Prime Minister John Key, Economic Development Minister Steven Joyce and Arts, Culture and Heritage Minister Chris Finlayson went public with the big news in Wellington this morning New Zealand time in the presence of Avatar director James Cameron, producer John Landau and Fox executive Paul Hanneman.
The MOU also spells out various conditions about the employment of New Zealanders and their skills development and notes that Cameron and Landau will be founding members of a new screen advisory board aimed at developing the NZ industry.

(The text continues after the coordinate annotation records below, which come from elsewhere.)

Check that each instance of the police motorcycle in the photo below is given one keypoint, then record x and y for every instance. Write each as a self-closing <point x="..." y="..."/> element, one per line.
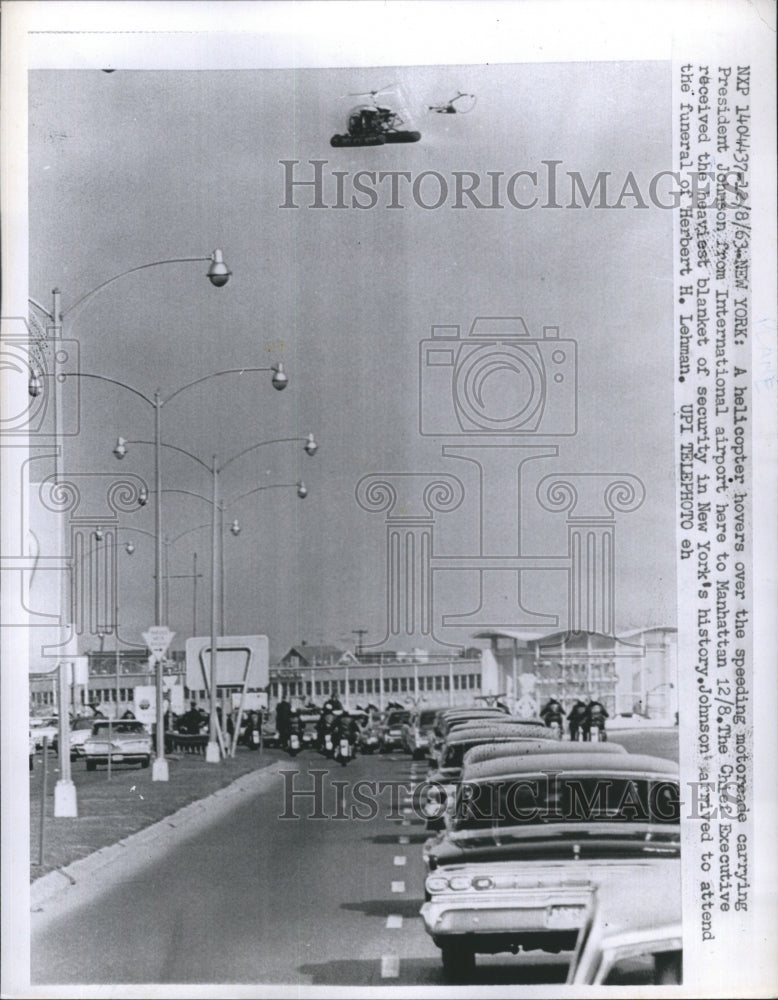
<point x="326" y="730"/>
<point x="595" y="723"/>
<point x="553" y="716"/>
<point x="252" y="734"/>
<point x="294" y="739"/>
<point x="346" y="735"/>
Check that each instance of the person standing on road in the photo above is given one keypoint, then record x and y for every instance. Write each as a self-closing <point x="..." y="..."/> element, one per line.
<point x="576" y="718"/>
<point x="283" y="716"/>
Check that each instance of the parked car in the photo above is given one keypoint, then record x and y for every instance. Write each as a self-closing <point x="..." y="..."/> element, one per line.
<point x="122" y="741"/>
<point x="418" y="731"/>
<point x="624" y="944"/>
<point x="443" y="782"/>
<point x="44" y="726"/>
<point x="466" y="754"/>
<point x="448" y="717"/>
<point x="534" y="838"/>
<point x="390" y="730"/>
<point x="80" y="731"/>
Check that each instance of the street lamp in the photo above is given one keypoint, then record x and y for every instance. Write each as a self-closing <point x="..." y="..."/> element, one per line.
<point x="213" y="754"/>
<point x="65" y="800"/>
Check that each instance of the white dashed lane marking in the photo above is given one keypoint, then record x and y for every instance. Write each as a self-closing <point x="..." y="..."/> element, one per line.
<point x="390" y="966"/>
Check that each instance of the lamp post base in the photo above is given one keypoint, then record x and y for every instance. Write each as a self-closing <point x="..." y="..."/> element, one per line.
<point x="65" y="802"/>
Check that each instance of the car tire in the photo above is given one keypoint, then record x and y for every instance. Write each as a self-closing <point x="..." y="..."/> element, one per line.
<point x="458" y="961"/>
<point x="668" y="968"/>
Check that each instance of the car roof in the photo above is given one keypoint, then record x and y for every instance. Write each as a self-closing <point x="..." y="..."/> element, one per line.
<point x="486" y="751"/>
<point x="486" y="733"/>
<point x="469" y="710"/>
<point x="494" y="722"/>
<point x="574" y="763"/>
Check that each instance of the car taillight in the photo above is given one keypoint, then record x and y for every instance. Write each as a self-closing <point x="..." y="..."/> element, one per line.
<point x="569" y="916"/>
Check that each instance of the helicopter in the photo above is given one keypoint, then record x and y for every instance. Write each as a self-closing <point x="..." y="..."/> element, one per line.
<point x="448" y="108"/>
<point x="373" y="124"/>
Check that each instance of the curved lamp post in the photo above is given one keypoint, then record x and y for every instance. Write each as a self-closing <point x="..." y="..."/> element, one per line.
<point x="65" y="800"/>
<point x="213" y="752"/>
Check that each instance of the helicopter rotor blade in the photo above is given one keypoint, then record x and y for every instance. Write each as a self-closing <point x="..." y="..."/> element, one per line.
<point x="371" y="93"/>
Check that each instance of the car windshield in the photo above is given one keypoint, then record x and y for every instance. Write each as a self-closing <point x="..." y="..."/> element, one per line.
<point x="102" y="728"/>
<point x="553" y="798"/>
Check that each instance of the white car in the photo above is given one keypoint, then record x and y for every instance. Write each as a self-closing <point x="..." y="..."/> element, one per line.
<point x="120" y="741"/>
<point x="41" y="727"/>
<point x="533" y="842"/>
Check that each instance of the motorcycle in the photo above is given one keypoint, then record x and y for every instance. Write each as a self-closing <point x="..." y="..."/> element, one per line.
<point x="343" y="753"/>
<point x="596" y="732"/>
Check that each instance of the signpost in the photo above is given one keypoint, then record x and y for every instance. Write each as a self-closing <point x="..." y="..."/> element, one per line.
<point x="158" y="638"/>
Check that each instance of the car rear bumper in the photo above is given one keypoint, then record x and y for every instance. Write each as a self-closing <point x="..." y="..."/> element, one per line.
<point x="506" y="918"/>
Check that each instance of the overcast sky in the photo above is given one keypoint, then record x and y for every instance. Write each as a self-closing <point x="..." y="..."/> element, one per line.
<point x="133" y="166"/>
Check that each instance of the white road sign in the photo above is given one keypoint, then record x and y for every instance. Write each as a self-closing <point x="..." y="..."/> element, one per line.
<point x="158" y="638"/>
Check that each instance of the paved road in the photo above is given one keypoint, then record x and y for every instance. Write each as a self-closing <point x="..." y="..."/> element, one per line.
<point x="261" y="899"/>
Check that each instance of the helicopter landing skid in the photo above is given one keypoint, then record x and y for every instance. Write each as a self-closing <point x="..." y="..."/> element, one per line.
<point x="402" y="136"/>
<point x="358" y="140"/>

The Americans have also agreed to promote New Zealand during the marketing campaign, sing the country’s praises on the DVD extras and host at least one red carpet Avatar premiere.
“It’s important for everyone to know this [agreement] isn’t just about the Avatar films directly,” Cameron is reported as saying by the NZ Herald. “It’s about trying to lift up the New Zealand film industry, incubate new talent and develop new IP.”
Cameron now owns land in New Zealand and said he and his family will soon be moving there from the US. He also noted that he and Peter Jackson will liaise to ensure there are enough cast and crew to stretch across their productions.
It is expected that the Avatar films will be released in Christmas 2016, 2017 and 2018.
Meanwhile the NZ Government is to increase the tax rebate of 15% on NZ expenditure on international productions costing more than US$12.4m (NZ$15m) to 20%. A points-based system could lead to productions being eligible for a further five per cent on top of the uncapped 20%. How points will be earned has not yet been finalised but it will relate to “significant economic benefits such as the size of the proposed expenditure and the employment of New Zealanders in key roles”.
NZ projects, subject to a points-based local content test, will continue to be eligible for up to 40% but this rebate has been extended to television and to productions with larger budgets. Under a two-tier system, the 40% rebate will be payable as a grant in the case of local film and television productions spending up to $15 million; and as an equity share for those spending US$12.4-41.4m (NZ$15-$50m). The latter group was referred to as the “missing middle” of NZ films in the current environment.
Productions in both tiers will have to meet a points-based content test but larger budget production will also be judged on business as well as cultural factors. The government has said it will also attempt to reduce the burden of complex legal and financial documentation.
The Cabinet memorandum paints the NZ industry as “experiencing a period of difficulty, potentially putting at risk the sector’s development over the last decade”. Increased incentives in other jurisdictions and the high exchange rate got most of the blame but there was a warning about adopting a “race to the bottom” mentality.
Attracting international production has financial, technological and tourist advantages – statistics indicate 8.5% of non-business visitors in the first half of 2013 cited The Hobbit as a factor behind their visit.
The change to the structure and level of government support for both overseas and NZ productions was painted as a way of developing the screen sector so that it is “in the longer term less dependent on taxpayer incentives for its commercial success”.